L’absence de politique de lutte contre la logique dominante des marchés financiers – temps court, critères – laisse le champ libre à l’extension d’une crise financière et d’une crise économique dont la profondeur s’accentue, sans parler de la crise écologique qui reste sans solution. Sous prétexte de la lutte prioritaire contre la crise économique et financière est laissé de côté la nécessité des moyens à mettre en œuvre pour commencer à résoudre la crise écologigique. La simple logique économique voudrait que soit mis en œuvre des mesures permettant de redonner du souffle à la croissance en passant par la création de services publics, de biens communs dont fait partie la lutte contre le réchauffement climatique.
. Notre région est profondément touchée par les restructurations – plutôt faudrait-il dire déstructurations – actuelles. Les PME sous traitantes des grands groupes ne peuvent résister. Le chômage augmentera. Les inégalités territoriales déjà dévastatrices ne pourront que s’aggraver. L’acte 3 de la décentralisation ne semble pas être revu, contesté dans ses perspectives. Si l’on en croit un discours récent du Président de la République, il s’agirait toujours d’axer le développement sur les Métropoles. La plupart des grands projets doivent être compris à cette aune. Le Président du Conseil régional peut toujours déclarer (Ouest France de ce matin) qu’il est toujours d’accord pour la Ligne Nouvelle, cette volonté ressemble à un vœu pieux en fonction des décisions en train d’être prise au niveau national. Même si les fonds européens seront gérés directement par les Régions, leur montant sera discuté au niveau inter-gouvernemental.

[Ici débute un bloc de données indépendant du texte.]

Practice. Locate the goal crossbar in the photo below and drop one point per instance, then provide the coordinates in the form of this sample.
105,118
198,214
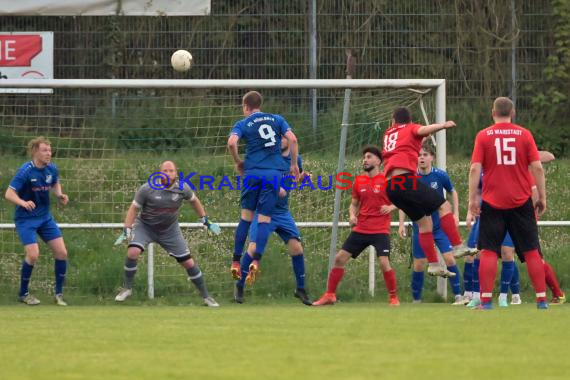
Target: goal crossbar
222,83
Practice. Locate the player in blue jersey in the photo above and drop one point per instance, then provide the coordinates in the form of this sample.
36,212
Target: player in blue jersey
262,169
438,180
30,191
509,270
283,224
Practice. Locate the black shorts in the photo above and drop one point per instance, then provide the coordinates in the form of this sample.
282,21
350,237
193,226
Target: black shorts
521,256
520,222
413,197
357,242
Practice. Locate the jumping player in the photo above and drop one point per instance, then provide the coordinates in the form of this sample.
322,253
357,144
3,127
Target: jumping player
263,167
402,143
370,217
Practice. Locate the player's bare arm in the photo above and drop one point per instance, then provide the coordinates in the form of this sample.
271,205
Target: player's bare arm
353,211
201,212
545,156
387,209
131,215
401,224
474,178
13,197
538,173
426,130
233,148
294,149
455,201
197,206
58,192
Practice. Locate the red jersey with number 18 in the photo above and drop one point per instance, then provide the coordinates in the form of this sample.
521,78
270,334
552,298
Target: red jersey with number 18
402,146
370,220
505,151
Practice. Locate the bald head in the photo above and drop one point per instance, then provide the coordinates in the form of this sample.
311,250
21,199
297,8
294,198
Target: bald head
167,164
169,168
503,107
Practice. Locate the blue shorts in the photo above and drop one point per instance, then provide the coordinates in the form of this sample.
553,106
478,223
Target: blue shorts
441,241
259,191
44,226
282,223
474,237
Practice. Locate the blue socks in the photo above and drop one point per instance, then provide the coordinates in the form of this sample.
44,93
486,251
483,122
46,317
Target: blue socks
60,268
455,281
506,275
245,262
417,285
25,278
468,277
298,263
515,284
241,236
476,276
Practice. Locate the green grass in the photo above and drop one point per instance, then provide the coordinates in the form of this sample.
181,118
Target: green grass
283,341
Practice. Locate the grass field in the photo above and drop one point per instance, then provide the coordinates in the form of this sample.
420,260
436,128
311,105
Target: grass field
283,341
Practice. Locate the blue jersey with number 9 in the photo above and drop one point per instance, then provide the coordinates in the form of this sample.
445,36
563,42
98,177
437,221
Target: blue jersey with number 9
262,133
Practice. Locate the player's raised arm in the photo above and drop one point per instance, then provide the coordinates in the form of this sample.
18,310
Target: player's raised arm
426,130
13,197
294,149
58,192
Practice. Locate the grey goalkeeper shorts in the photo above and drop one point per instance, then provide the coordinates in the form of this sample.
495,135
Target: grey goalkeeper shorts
170,239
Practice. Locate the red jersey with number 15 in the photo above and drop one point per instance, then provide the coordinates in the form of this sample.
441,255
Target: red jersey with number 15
402,146
505,151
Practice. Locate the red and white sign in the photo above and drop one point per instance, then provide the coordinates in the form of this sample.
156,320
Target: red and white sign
26,55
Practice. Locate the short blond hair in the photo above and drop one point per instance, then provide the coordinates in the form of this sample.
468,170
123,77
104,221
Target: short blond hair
34,144
503,107
253,100
165,162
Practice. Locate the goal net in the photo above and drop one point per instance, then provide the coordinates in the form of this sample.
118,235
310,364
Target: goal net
108,136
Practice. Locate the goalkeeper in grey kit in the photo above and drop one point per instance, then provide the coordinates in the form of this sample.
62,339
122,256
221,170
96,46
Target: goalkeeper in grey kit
157,222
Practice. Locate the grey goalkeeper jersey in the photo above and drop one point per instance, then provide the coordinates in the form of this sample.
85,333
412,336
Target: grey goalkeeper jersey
160,208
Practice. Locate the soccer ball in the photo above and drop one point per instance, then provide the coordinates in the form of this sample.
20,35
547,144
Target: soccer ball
181,60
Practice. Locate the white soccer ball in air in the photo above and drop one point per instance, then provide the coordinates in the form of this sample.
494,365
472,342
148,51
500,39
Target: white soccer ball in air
181,60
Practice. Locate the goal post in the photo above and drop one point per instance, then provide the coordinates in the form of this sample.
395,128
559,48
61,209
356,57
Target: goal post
107,142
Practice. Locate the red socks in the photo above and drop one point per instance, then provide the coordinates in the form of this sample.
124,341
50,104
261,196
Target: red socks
536,270
428,246
390,280
551,280
487,274
334,278
447,223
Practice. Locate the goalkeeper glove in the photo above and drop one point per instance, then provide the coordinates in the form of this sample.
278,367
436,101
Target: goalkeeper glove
125,235
213,227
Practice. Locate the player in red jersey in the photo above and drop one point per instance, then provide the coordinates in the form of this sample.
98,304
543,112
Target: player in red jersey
507,154
370,216
402,144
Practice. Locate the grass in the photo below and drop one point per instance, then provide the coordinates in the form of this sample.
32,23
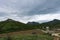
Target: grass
28,37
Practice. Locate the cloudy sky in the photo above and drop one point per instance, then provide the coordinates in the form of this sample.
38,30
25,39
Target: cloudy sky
30,10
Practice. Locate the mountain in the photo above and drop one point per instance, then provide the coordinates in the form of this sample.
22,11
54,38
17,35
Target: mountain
33,23
52,24
11,25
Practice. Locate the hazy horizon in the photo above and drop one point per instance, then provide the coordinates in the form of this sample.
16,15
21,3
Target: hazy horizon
30,10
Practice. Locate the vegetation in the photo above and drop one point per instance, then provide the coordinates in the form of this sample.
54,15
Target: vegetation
28,37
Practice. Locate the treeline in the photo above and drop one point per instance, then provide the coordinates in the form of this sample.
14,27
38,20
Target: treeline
12,25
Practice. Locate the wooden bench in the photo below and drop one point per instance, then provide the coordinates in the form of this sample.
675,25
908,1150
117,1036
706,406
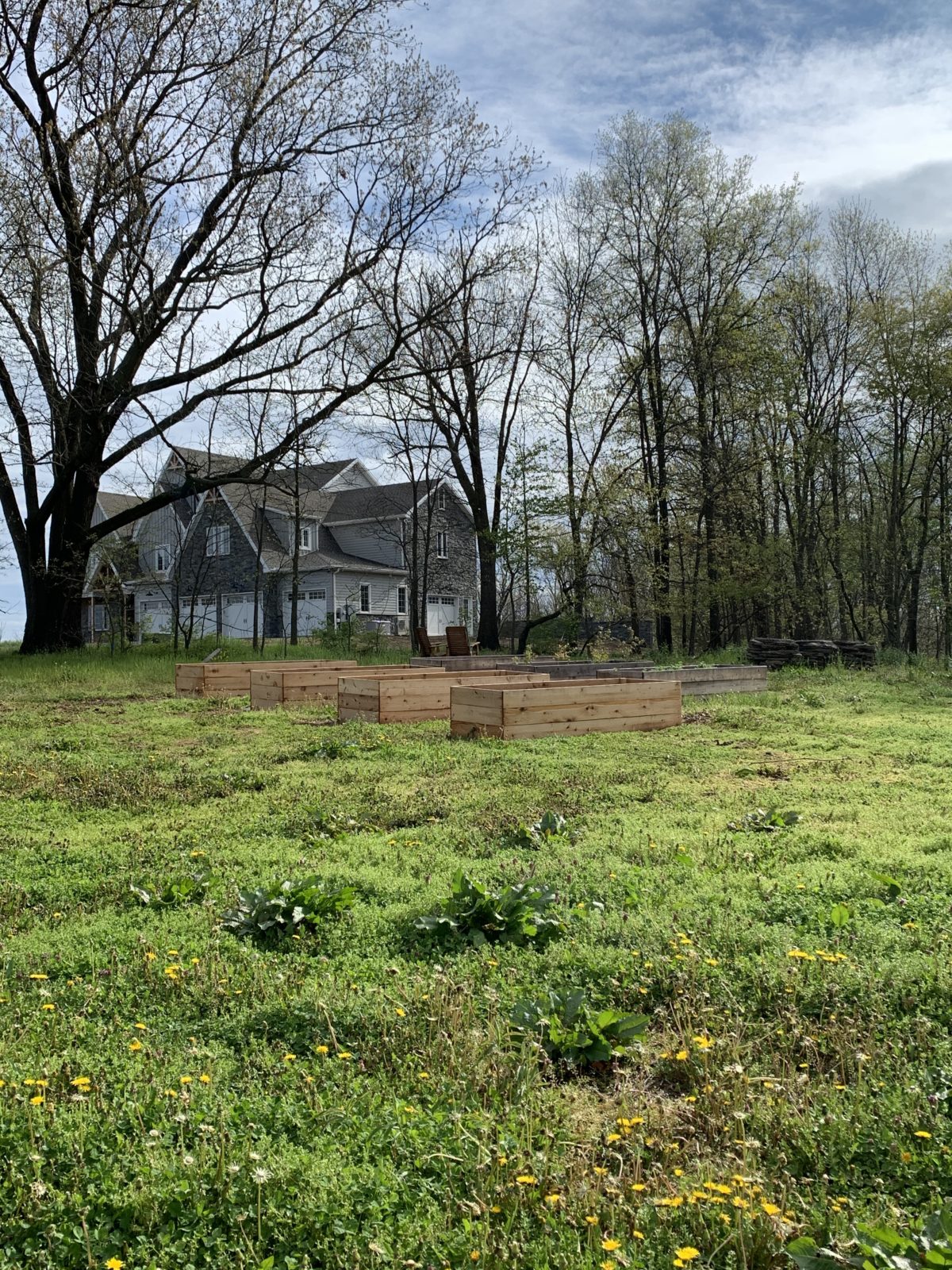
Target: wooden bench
283,686
405,700
234,679
564,709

Le nouveau gouvernement issu des dernières élections poursuit dans une voie suicidaire au regard des causes de la crise. La politique de rigueur ne peut qu’accentuer la récession qui a déjà commencé, avec une croissance zéro. Les objectifs affichés ne seront pas réalisés. Ni en terme de croissance, ni en terme de réduction des déficits publics.
La Banque Publique d’Investissement – BPI – pourrait être une solution à deux conditions. La première est en lien avec les causes de la crise. Il faut sortir de la logique des marchés financiers. Le courtermisme est contradictoire avec l’investissement productif dont le temps se situe dans le moyen terme, sur 5 ans ce qui supposerait de renouer avec une planification. Les premières déclarations de Jean-Pierre Jouyet, nouveau président de la BPI, n’incitent pas à l’optimisme. Dire « La BPI n’est pas faite pour aider les canards boiteux » mais « aura vocation à maintenir l’activité », n’est pas cohérent. Comment maintenir l’activité si le gouvernement et ses représentants acceptent la logique de déstructurations actuelles qui ne répondent qu’à l’impératif de valorisation de leur capital, en acceptant la logique courtermiste qui domine actuellement.

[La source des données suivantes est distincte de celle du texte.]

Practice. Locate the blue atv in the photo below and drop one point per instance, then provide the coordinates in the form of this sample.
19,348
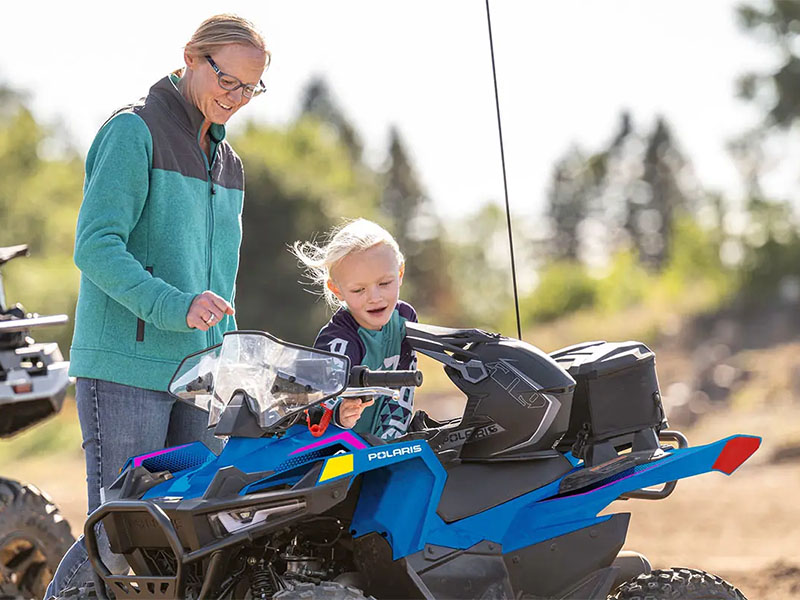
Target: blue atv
501,502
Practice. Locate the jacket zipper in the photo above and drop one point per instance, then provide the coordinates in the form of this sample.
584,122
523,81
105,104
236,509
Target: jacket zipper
212,192
140,322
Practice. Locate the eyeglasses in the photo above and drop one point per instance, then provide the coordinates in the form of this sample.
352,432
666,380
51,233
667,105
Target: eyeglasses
231,83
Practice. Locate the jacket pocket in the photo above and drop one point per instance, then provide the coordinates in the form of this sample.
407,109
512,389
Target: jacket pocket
140,322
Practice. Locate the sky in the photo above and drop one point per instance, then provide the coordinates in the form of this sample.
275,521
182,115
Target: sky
565,70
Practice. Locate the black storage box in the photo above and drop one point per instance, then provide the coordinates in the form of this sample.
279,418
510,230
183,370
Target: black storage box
616,390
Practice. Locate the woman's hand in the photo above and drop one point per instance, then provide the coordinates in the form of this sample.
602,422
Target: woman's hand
350,410
206,310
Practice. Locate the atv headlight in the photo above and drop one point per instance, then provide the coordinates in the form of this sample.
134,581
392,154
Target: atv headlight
248,516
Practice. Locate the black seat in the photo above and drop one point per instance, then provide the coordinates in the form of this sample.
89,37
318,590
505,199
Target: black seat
473,487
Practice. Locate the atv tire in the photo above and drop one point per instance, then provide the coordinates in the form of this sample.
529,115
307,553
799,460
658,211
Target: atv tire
678,584
327,590
33,538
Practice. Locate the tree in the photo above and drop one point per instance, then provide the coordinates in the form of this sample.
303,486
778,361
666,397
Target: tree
318,101
300,182
40,195
651,214
418,232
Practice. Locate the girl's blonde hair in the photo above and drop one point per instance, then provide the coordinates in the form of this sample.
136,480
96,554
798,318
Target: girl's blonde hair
351,236
224,29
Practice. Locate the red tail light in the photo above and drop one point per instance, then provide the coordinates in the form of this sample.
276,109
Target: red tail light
735,452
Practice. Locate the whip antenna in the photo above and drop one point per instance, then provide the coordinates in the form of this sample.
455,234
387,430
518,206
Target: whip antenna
505,182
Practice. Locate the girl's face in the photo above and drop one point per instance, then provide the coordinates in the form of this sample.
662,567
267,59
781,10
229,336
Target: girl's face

Pour la Région, la discussion autour des conditions à définir pour les aides aux entreprises est vitale. Elle doit déterminer les orientations de la Région. Qui aider ? Dans quel but ? Faut-il ou non entrer dans le capital de ces entreprises ? Comment peser sur les décisions stratégiques ? Quelle politique de formation adaptée ?
Sur ce terrain de la formation, le recours systématique à l’apprentissage n’est pas la panacée. Il est nécessaire de négocier avec l’Education Nationale pour déterminer les formations nécessaires. La référence à un « service public de formation permanente » ne peut constituer un objectif. Son périmètre, ses critères ne sont totalement défini. Parler de finalités d’un service public n’a pas de sens dans un cadre régional. La question tourne autour de l’application – non encore traduite dans le droit français – de Service Social d’Intérêt Général. Le flou domine. La discussion devrait s’ouvrir, avec les organisations syndicales, pour donner un contenu à la volonté de ne plus passer par les marchés publics.

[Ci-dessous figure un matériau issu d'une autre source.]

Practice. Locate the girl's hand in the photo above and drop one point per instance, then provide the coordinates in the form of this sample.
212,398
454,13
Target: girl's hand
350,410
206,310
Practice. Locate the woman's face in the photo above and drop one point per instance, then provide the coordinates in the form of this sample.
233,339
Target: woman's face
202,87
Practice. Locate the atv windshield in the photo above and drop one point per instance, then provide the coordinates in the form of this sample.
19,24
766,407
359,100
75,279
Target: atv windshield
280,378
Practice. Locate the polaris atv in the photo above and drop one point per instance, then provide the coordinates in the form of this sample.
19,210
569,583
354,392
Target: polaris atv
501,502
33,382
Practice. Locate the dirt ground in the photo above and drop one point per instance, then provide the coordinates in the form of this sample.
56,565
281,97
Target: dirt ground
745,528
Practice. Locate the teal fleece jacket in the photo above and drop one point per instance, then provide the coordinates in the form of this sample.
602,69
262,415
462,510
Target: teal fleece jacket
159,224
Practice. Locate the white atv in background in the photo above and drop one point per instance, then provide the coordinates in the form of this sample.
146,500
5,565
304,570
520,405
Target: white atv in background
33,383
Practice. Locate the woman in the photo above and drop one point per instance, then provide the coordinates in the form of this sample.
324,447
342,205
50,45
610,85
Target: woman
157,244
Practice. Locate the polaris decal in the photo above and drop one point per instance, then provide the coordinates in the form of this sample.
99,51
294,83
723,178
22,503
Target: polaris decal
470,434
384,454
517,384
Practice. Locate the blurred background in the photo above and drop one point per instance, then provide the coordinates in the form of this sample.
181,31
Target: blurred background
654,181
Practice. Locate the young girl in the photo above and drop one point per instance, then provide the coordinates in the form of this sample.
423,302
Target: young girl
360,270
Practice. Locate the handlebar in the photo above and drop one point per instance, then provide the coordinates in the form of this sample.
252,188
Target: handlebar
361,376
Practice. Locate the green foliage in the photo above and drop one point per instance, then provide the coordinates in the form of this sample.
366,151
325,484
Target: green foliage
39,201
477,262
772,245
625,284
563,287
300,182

Du coup, les incertitudes ne sont pas levées. Quelle est la stratégie ? Comment créer les emplois de demain ? Quelle politique d’aménagement du territoire mettre en place pour lutter contre la tendance à la désertification ? Comment peser sur les choix nationaux et européens pour mettre en place une politique favorable aux acquis sociaux ?
Le discours actuel sur la « compétitivité » cache mal la volonté de régression sociale. « Le choc de compétitivité » que réclame le Medef n’est rien de moins que la fin de deux droits issus de la Libération, le droit du travail et celui de la Sécurité Sociale. La baisse du coût du travail ne résoudra aucun des grands problèmes auxquels est confronté la société française, en premier lieu la désindustrialisation. Il faudrait une politique consciente de développement industriel, de ré-industrialisation pour faire face aux impératifs de la crise et de la mutation qu’elle suppose. Le monde d’hier est mort. Il faut en construire un autre.
Les incertitudes se développent à tous les niveaux. A un moment donné, comme en octobre 1929 à Wall Street, la panique deviendra rationnelle balayant tout sur son passage. Il faut une vision politique, déterminer la ligne générale. Définir un avenir possible, est une des façons de construire l’espoir et d’offrir une perspective crédible de sortie de crise.
Nicolas BENIES.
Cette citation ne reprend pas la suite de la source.